Reserve Bank governor Alan Bollard left the official cash rate unchanged at 2.5 per cent yesterday but insists there is room for the banks to cut shorter-term lending rates.

However the banks say the OCR, an overnight rate, is no longer any sort of guide to what they have to pay for the money they lend.

Instead the drivers are "brutal" competition for deposits in New Zealand, rising long-term interest rates abroad and the risk margin banks have to pay overseas investors for the $100 billion or so of imported money they supply.

Since July last year Dr Bollard has cut the OCR aggressively from 8.25 to 2.5 per cent. Over the same period floating mortgage rates have fallen by 4.3 percentage points, so about 75 per cent of the OCR cut has been passed on.

The pass-through has been weaker for longer-term mortgage rates where the expected future track of the OCR is only one influence on lending rates.

Many economists believe Dr Bollard has now done his dash in terms of OCR cuts, unless the emerging signs of stabilisation in the global economy prove to be a false dawn - a possibility he is still wary of.

Much of the benefit of the OCR cuts already made has yet to flow through to borrowers.

About a third of all mortgage debt is due to come up for an interest rate reset over the coming year. If rates stay where they are, borrowers now paying on average about 8 per cent will be moving on to mortgage rates at least a full percentage point lower.

Banks by and large did not cut their mortgage rates after Dr Bollard cut the OCR from 3 to 2.5 per cent six weeks ago, even though that cut was accompanied by an explicit "expectation", repeated yesterday, that he would keep the OCR at or below that level until late next year.

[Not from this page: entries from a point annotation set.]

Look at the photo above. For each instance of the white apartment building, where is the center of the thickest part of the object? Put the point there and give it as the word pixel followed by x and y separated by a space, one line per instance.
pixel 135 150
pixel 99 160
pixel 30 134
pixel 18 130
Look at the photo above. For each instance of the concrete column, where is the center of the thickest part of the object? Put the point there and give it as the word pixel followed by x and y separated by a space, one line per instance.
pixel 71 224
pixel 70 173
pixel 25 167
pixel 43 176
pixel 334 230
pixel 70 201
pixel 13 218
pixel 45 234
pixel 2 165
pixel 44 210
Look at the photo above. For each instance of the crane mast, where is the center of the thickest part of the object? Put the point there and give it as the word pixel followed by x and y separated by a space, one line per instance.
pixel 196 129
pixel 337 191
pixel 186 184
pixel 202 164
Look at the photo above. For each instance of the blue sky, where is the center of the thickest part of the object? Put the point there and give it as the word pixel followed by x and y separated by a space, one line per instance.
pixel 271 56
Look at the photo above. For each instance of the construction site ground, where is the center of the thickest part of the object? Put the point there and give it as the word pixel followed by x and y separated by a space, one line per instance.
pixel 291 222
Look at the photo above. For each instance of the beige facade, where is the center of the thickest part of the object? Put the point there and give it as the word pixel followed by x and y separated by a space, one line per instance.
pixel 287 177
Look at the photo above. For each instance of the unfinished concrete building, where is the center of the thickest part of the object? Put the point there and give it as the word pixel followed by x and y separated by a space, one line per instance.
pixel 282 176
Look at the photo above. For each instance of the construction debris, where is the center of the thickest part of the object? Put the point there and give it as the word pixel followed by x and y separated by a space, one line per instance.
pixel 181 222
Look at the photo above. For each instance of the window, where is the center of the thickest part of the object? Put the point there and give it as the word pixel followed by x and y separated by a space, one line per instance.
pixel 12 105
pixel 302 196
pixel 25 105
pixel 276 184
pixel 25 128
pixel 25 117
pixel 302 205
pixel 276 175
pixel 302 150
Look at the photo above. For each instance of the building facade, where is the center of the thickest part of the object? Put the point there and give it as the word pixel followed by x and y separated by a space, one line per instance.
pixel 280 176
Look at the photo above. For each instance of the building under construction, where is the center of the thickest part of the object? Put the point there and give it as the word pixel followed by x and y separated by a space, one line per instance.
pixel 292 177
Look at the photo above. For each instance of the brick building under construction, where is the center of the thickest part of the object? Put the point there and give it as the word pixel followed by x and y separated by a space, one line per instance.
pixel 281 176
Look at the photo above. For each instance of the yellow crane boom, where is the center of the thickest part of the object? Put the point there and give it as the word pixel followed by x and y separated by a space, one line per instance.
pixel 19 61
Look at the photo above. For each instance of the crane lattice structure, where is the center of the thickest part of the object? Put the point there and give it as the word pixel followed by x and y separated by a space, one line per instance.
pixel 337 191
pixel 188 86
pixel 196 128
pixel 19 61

"We went out on a limb," he said. "It should have given them confidence."

The banks needed to weigh their responsibility to their shareholders against their responsibility to the New Zealand economy, he said. "We think some pressure on the banks will pay dividends," he told MPs on the finance and expenditure select committee.

But Bank of New Zealand chief financial officer Ken Christie said the OCR was losing its relevance. Banks were having to pay depositors up to 4.5 per cent - or 2 percentage points over the OCR - for their funds. "It has become a fierce war out there."

The margin between that and the lowest variable mortgage rate BNZ offers is only 1.5 percentage points and non-interest costs it has to cover would eat up half of that.